In my repo, I have a notes directory. I ask the AI to write a markdown file with what it learned, what work has been done, and what remains. In the next conversation, I can ask another model to pick it up from there. Sometimes I edit the note first.
- carterschonwald
im building my own harness and inference tool chain for much of these reasons. theres so much to do that makes a big difference for users. hoping to get things into shape for early alpha as a saas in the next two months.

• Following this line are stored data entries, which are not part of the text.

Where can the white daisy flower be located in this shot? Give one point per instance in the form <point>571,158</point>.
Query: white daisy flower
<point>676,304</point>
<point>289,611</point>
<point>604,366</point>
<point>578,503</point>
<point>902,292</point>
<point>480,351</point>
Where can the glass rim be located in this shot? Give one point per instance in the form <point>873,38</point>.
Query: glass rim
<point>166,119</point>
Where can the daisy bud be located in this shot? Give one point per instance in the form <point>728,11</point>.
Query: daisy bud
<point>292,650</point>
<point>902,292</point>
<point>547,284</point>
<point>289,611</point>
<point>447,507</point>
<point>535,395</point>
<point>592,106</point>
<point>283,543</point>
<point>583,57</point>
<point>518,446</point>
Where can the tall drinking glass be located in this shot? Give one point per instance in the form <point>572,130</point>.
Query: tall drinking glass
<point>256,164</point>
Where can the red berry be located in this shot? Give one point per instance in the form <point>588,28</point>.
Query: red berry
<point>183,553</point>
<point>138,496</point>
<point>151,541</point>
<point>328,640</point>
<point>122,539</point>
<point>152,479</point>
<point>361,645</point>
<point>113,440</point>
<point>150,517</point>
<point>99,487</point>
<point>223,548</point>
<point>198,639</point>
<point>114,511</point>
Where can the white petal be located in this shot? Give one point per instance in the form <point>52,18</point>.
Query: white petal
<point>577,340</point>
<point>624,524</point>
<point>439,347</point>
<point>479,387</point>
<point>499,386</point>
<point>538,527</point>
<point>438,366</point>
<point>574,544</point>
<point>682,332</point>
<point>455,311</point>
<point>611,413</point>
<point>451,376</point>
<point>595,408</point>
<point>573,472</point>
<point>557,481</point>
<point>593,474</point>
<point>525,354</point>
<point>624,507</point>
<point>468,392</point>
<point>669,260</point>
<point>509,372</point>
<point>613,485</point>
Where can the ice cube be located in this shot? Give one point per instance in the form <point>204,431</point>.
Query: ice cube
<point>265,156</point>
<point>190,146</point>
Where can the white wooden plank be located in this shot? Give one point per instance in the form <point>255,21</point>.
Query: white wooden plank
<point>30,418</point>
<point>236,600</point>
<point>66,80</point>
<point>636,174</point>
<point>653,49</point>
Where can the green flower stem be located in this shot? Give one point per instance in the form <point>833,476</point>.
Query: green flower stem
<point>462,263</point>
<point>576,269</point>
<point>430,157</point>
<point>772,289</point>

heres the easiest biggy: compactions should include all user turns albeit with pastes and attached files not inlined. omg does it make a huge difference.
- padolsey
>A user should be able to close an account, keep a session, and hand it to another model. The new model may disagree, ask questions, or perform worse.
I think this is a fair contract. I also think a user should ideally be able to easily identify a comparable model in terms of embedding 'signature'. When GPT-4o originally kicked the bucket, I remember reading lots of anecdotes of people desperately searching for models similar in manner and language, so they could pump in their exports and re-find their friend. Other open-ai models just didn't have the same vibe. It was sad to read. This, to me, is the power of open-weights models. They are for perpetuity. You can keep your guide, your friend, your therapist, whatever. No big company can pull the rug.